Immunohistological/immunofluorescent detection of luciferase expression in human vessels

Immunohistochemistry was performed on 6 μm frozen sections with mouse anti-luciferase antibody (Luci17; Santa Cruz Biotechnology, Heidelberg, Germany), rabbit anti-von Willebrand Factor (A0082; Dako, Glostrup, Denmark) or the appropriate IgG control (Dako). Sections were fixed with ice-cold acetone and then treated with 3% hydrogen peroxide to inhibit endogenous peroxidase activity. Sections were blocked in 10% serum and then treated with avidin/biotin kit (Vector Laboratories, Peterborough, UK). For detection, the appropriate biotinylated secondary antibody (Dako) and ExtrAvidin-Peroxidase (SigmaAldrich, Suffolk, UK) were used. Staining was visualised using 3’,3’-diaminobenzidine tetrahydrochlorate dihydrate and hydrogen peroxide. Sections were counterstained with haematoxylin.

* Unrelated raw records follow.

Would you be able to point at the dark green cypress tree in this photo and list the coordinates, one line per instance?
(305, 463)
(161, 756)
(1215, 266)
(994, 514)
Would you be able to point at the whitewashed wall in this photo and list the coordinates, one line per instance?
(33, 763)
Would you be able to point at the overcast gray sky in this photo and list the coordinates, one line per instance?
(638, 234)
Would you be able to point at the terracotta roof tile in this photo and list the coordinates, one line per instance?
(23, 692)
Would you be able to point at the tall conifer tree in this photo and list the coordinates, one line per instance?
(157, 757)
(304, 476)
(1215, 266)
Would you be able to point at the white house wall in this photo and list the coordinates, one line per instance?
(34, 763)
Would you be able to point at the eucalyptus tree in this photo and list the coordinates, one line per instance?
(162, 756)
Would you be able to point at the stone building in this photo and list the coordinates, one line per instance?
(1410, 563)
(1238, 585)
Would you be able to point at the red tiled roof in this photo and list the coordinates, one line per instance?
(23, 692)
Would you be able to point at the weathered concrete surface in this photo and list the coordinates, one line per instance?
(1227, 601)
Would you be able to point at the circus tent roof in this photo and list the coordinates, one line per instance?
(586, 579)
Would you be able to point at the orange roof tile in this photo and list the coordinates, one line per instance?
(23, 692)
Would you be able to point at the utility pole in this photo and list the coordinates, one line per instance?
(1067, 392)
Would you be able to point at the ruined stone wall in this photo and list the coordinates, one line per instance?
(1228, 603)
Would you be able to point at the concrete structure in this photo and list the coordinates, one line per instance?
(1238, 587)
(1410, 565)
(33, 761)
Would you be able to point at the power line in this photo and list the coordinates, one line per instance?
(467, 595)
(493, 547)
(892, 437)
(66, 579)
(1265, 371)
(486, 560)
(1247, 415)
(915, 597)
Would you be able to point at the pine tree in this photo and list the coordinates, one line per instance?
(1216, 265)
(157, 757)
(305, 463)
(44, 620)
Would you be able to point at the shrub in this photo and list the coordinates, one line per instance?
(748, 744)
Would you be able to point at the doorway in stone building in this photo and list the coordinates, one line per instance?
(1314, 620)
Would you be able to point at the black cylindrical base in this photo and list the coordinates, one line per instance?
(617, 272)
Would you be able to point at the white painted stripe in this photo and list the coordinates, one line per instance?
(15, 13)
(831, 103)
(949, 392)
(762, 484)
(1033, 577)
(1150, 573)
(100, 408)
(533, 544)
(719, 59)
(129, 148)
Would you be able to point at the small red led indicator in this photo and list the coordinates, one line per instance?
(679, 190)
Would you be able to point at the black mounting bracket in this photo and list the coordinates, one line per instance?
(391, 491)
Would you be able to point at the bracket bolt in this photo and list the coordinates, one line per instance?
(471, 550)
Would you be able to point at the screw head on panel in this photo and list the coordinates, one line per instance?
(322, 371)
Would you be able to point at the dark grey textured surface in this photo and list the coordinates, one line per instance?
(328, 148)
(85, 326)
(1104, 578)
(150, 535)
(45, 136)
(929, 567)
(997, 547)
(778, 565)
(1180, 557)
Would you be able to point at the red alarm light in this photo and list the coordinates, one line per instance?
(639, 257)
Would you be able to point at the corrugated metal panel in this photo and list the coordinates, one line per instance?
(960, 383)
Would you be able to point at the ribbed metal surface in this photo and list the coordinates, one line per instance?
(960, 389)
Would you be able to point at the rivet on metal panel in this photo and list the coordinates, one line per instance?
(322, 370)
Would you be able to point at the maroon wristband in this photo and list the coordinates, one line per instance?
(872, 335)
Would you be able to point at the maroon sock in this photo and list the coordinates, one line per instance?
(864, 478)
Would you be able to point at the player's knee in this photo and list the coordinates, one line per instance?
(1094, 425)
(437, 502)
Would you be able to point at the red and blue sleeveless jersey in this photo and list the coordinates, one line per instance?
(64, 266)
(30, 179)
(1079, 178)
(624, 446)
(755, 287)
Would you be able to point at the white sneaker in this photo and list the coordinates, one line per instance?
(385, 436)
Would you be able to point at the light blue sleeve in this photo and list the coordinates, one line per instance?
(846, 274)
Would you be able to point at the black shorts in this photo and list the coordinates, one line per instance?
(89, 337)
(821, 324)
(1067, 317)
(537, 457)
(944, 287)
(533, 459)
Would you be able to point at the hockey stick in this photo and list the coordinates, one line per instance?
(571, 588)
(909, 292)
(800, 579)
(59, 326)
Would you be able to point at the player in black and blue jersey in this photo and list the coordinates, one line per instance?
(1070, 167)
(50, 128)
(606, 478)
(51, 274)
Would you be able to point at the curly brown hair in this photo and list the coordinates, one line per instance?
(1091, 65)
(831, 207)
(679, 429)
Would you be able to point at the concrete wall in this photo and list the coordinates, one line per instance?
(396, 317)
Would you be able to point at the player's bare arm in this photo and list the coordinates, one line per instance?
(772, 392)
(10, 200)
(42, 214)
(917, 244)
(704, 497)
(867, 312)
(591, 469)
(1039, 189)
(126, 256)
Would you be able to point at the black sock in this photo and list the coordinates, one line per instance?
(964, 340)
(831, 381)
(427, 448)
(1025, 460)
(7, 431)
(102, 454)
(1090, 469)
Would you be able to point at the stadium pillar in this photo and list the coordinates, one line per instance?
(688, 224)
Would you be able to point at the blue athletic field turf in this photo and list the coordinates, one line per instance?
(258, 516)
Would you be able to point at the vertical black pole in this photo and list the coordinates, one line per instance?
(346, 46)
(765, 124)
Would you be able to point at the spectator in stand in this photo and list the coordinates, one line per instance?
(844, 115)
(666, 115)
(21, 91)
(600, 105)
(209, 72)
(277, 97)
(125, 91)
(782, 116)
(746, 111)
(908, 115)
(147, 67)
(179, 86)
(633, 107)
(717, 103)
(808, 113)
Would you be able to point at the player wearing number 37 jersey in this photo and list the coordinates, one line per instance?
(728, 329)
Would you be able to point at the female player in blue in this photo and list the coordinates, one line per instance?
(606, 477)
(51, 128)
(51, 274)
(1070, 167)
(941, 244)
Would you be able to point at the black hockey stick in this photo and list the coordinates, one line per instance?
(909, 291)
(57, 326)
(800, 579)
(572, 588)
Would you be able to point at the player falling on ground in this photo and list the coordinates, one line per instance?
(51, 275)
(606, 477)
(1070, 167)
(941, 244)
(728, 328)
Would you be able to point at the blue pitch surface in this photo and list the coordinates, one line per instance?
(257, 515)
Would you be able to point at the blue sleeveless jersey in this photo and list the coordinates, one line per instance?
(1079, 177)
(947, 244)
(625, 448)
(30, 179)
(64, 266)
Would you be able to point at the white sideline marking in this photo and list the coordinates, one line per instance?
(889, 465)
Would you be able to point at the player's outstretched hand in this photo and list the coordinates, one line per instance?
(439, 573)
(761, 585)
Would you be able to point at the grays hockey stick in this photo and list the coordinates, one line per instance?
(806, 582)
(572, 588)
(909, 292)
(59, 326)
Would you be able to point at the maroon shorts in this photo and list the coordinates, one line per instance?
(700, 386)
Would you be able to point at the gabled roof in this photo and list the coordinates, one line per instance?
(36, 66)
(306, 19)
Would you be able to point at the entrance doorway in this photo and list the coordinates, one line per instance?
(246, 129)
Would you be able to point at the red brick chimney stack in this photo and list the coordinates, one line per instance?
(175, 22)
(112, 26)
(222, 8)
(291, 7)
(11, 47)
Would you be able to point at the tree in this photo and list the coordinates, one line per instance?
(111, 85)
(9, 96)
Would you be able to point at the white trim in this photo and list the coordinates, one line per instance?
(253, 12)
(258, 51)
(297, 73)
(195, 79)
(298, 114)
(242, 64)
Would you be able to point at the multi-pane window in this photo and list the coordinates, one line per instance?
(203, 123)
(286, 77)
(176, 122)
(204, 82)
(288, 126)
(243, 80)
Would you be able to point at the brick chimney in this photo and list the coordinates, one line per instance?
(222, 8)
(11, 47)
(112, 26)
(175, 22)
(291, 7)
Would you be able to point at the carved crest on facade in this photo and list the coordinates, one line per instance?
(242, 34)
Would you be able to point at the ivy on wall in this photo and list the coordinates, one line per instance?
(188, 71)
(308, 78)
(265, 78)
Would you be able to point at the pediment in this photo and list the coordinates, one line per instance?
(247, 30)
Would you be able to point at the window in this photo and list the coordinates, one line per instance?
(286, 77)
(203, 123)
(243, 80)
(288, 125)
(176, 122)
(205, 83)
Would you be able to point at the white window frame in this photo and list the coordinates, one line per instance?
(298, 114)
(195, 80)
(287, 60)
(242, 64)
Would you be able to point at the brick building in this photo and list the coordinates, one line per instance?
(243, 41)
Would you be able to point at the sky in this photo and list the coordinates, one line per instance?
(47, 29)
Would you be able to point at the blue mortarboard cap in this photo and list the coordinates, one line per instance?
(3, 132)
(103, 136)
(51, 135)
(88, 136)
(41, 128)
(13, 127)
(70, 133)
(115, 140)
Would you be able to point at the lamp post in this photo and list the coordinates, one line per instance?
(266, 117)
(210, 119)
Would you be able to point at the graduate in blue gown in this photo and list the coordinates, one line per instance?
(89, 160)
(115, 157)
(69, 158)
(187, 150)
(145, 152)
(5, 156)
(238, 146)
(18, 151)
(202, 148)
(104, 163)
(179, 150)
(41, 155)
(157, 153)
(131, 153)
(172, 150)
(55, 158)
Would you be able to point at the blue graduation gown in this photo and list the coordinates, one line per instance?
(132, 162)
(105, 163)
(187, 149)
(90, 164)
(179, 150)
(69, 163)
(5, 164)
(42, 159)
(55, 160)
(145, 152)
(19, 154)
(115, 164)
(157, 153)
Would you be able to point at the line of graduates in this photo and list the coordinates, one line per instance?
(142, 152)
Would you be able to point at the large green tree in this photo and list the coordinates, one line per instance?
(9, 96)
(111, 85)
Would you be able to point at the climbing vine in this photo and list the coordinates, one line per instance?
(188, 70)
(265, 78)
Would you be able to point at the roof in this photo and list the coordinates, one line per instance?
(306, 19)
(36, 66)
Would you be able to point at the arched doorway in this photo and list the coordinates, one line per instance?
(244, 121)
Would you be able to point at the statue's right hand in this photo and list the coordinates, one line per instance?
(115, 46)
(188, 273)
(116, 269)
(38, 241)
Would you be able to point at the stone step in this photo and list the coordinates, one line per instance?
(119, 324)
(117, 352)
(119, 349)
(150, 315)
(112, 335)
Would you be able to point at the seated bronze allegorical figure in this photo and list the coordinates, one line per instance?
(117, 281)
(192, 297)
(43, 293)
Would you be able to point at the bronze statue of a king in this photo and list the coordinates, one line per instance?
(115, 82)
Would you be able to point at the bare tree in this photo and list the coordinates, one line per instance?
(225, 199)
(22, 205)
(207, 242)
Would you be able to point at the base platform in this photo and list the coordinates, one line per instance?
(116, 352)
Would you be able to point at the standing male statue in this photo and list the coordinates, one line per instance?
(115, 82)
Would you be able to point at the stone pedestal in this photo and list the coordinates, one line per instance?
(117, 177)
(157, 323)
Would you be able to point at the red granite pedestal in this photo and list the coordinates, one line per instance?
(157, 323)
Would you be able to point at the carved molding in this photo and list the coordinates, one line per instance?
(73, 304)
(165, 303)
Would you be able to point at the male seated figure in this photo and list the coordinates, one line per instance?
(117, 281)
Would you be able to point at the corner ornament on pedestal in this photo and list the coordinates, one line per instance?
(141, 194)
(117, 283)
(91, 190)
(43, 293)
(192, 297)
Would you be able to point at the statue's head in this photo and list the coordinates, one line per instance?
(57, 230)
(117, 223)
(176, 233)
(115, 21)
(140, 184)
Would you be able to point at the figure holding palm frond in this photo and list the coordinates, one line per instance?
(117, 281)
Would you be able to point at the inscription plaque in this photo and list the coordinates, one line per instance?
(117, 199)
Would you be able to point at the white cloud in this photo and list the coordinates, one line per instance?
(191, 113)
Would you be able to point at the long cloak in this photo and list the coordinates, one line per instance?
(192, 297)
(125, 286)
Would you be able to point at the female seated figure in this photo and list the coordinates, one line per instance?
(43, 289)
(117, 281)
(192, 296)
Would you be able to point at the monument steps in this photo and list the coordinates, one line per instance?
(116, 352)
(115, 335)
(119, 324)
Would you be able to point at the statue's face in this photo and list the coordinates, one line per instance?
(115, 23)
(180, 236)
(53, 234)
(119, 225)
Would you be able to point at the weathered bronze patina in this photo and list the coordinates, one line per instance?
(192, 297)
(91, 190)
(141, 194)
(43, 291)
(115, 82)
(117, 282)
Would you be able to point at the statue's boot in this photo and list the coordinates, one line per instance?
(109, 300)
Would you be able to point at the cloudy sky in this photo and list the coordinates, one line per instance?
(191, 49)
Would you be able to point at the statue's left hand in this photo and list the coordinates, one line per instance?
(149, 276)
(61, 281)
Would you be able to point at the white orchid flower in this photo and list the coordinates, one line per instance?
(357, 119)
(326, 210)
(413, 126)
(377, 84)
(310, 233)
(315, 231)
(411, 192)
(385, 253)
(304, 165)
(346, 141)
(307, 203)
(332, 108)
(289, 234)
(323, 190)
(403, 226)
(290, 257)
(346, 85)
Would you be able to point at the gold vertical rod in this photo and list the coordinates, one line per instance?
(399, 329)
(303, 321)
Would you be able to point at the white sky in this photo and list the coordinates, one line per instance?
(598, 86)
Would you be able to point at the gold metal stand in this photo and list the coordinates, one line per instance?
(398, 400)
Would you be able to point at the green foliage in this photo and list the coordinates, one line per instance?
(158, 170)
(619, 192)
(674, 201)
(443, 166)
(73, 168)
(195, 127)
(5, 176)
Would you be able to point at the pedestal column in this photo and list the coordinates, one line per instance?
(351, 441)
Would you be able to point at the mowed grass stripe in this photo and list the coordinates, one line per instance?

Immunofluorescence was performed on 6 μm frozen sections with mouse anti-luciferase antibody, rabbit anti-α smooth muscle actin (ab5694; Abcam) or the appropriate IgG control (Dako). Sections were fixed with ice-cold acetone, and then antigen retrieval was performed by heating in 10 mM sodium citrate buffer (pH 6). Sections were blocked in 10% goat serum. For detection, goat anti-mouse alexa546 and goat anti-rabbit alexa647 (Invitrogen) were used. Slides were mounted in ProLong Gold Antifade Reagent with DAPI (Invitrogen). Images were acquired using a Zeiss LSM510 confocal imaging system using LSM image acquisition software (Carl Zeiss, Welwyn Garden City, UK).

Statistics

Results presented are representative data from a minimum of three separate experiments with at least three experimental replicates per group, unless otherwise stated. Statistical significance was calculated using two-sample, two-tailed Student’s t-tests. P<0.05 was considered statistically significant.